Duan et al. proposed a WGM lasing-based LC soft-matter microfiber biosensor to implement the real-time, quantitative, and sensitive monitoring of lipase (Figure 10c), hydrogen peroxide, and catalase (Figure 10d) [136,137]. Since the cylindrically-structured LC microfiber resonator had the advantages of large sensing range and excellent potential for distributed detection of biochemical reactions, as well as outstanding flexibility and biocompatibility, 5CB microfibers were selected as components to fabricate optical microcavities in the biosensing experiment. Dodecaldehyde-doped 5CB was coated on the surface of polymethyl methacrylate (PMMA) to prepare functionalized 5CB microfibers. The spectral shift of the WGM laser was used as an effective indicator to detect the concentration of the target substance. Experiments on lipase achieved a detection limit of 0.01 μ g mL 1 , while experiments on hydrogen peroxide and catalase achieved detection limits of 0.26 μ M and 1 ng mL 1 , respectively. Eventually, an integrated distributed biochemical sensing platform based on soft-matter microfibers becomes feasible.
In addition to microbubble cavities, other optofluidic devices, e.g., liquid-core optical ring-cavities, can also employ LCs to realize the double-amplification biosensing. The small wall thickness of microbubble cavities and the liquid-core optical ring-cavities enable the external evanescent field to be fully coupled into the cavities [138,139]. As a result, when the biological solution enters the evanescent field region, the effective refractive index of the resonant mode varies more obviously, which can significantly improve the sensitivity against the substance under test. Although at present there have not been many LC-based optofluidic biosensors reported in practical applications, this novel sensing platform provides a new solution for the detection of biomolecules with a lower detection threshold than conventional techniques. This could bring a new research and development direction in the biosensing areas.

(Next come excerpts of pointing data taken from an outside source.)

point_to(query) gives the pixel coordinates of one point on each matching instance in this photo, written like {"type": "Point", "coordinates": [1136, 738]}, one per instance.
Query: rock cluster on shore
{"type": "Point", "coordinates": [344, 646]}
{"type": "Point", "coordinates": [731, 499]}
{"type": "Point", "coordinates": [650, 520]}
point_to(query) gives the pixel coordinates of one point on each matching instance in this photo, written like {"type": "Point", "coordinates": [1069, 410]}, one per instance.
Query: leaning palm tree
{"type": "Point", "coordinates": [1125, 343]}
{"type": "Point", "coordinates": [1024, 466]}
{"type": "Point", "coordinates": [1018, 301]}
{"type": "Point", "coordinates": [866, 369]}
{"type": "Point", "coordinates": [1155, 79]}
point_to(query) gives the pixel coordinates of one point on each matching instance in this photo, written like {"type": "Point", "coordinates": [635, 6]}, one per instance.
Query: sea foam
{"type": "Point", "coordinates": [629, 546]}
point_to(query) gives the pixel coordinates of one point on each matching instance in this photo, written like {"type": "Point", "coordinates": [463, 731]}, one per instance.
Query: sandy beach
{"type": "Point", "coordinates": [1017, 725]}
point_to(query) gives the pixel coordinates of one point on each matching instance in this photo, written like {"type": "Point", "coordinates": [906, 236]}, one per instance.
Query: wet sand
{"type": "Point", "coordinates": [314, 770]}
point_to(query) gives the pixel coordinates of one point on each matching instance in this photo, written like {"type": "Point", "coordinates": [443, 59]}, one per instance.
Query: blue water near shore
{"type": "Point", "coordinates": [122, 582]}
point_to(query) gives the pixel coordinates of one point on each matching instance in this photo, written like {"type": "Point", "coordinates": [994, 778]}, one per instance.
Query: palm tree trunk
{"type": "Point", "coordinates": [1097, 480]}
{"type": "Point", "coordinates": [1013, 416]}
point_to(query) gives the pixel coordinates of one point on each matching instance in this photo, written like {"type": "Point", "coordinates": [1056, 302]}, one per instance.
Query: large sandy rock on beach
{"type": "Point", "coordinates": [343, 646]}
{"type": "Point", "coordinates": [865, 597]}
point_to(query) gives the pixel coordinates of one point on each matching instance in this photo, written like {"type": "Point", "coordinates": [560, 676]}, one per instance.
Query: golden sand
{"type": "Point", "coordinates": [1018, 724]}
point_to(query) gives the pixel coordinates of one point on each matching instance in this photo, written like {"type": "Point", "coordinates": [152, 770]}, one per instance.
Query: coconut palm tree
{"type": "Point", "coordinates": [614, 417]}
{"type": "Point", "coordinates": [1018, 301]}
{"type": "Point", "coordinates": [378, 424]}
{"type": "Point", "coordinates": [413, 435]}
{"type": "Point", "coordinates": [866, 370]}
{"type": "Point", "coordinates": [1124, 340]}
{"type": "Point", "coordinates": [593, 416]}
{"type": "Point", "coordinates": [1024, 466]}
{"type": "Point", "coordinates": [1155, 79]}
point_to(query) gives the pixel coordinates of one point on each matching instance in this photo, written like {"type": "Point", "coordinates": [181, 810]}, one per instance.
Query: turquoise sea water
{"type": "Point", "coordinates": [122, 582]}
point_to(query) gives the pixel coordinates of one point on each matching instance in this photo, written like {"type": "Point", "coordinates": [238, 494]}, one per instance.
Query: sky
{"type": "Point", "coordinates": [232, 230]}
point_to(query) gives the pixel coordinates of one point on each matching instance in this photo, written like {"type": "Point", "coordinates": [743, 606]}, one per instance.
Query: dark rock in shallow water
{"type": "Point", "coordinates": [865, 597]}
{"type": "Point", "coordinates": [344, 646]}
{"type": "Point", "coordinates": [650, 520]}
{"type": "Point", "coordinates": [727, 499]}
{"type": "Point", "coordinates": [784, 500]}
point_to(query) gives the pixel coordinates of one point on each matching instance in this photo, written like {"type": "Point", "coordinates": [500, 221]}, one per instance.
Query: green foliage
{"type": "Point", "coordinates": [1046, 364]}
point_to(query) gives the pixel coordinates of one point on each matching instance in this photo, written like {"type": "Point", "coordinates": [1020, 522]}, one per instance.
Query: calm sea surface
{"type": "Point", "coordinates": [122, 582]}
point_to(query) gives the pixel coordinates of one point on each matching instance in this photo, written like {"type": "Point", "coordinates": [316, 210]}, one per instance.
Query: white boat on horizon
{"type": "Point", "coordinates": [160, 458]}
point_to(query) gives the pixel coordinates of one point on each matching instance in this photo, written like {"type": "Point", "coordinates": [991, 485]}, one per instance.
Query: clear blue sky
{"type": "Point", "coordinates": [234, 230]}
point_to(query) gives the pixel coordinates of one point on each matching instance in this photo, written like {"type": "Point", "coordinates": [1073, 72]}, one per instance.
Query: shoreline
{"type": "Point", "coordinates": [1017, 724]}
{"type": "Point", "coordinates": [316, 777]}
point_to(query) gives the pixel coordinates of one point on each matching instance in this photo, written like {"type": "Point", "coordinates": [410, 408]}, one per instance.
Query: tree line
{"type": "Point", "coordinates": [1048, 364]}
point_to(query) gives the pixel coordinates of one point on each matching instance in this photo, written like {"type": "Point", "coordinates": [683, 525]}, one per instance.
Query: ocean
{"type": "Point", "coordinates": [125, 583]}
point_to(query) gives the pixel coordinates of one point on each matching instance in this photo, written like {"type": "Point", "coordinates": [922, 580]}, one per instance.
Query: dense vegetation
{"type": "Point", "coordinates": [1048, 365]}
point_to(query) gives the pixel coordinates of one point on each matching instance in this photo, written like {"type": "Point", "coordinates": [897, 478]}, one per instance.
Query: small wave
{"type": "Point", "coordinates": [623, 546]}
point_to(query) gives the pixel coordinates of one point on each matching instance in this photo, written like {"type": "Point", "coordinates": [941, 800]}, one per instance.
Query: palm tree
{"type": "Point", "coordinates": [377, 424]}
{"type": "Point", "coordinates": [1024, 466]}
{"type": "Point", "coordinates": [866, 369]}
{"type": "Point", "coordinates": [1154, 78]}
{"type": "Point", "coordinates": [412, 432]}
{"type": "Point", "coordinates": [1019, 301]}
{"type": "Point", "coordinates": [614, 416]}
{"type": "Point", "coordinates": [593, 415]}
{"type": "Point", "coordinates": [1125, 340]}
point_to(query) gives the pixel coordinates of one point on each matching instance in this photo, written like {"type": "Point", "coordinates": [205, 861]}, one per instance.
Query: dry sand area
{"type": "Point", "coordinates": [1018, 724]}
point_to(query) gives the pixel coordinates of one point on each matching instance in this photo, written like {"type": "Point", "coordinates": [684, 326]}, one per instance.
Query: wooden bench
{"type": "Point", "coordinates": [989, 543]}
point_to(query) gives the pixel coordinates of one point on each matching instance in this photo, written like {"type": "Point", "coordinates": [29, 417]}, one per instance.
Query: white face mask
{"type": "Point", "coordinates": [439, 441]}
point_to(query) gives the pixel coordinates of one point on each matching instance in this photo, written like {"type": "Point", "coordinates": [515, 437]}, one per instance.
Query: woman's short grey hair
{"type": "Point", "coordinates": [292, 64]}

5. Conclusions and Outlooks

LC biosensors were developed based on the mechanism in which specific interactions between biotargets can disturb the orientation of LC molecules. This will lead to the change (in the color and the brightness) of visible optical images or the shift of the laser spectrum. Compared to traditional biosensing schemes, LC biosensors has the advantages of low cost, quick response, and simple operation, and it has become a leading option in the field of biosensors. This review comprehensively discussed the prosperous development and the significant progress in the LC biosensing technologies. LC sensors provide excellent detection performance with different structures, including platforms fabricated using conventional techniques, innovative microfluidic technologies (Table 1), and WGM optical microcavities (Table 2). Traditional LC biosensors have limitations such as low sensitivity and manual errors, despite their simple structure and easy operation. Therefore, the combination of the microfluidic technology and LCs can circumvent the aforementioned issues while keeping the merits of low cost and rapid response. Moreover, LC-based WGM optofluidic sensors have great application potential in the areas of biology and chemistry, and represent the state of the art of modern biosensing technologies.
Although LC sensors possess great application potentials, some issues need to be addressed in order to achieve their further commercialization. For LC biosensors using gold nanoparticles to amplify the signal, the experimental cost has been raised. Some metal materials can be dispersed in solvents as inorganic nanocores to form nanoparticles, which can be used as alternatives to AuNPs to amplify the signal [73,140]. The structure of microchannels and the impact of the phase viscosity and flow rate (of the liquid) on the formation of LC orientation based on the microfluidic technology need to be further investigated, so that the LC orientation transition process can be optimized. Fabrications of microfluidic chips can be modularized using the machine learning technologies [93,141]. Future research can also involve integrating WGM resonator, light source, and detector onto a single photonic chip to provide a cheap, portable, stable, and multifunctional LC biosensing platform [142]. Currently, the theories of biosensors based on WGM microcavities are relatively mature, but there are still a number of challenging issues to be resolved before the commercialization, e.g., long-term stability, noise suppression, surface functionalization, multiplexing technology, Fano resonance combination, and electrical signal enhancement [143].

Author Contributions

Writing—original draft preparation and editing, H.W., T.X. and Y.F.; review, editing, and visualization, H.W., T.X., Z.W. and M.S.L.; supervision, T.X., J.J. and T.L. All authors have read and agreed to the published version of the manuscript.

Funding

This research is supported by the National Natural Science Foundation of China (Grant No. 61735011), China Scholarship Council (Grant No. 202006250152) and EU Horizon 2020 Project (Grant No. 101008280).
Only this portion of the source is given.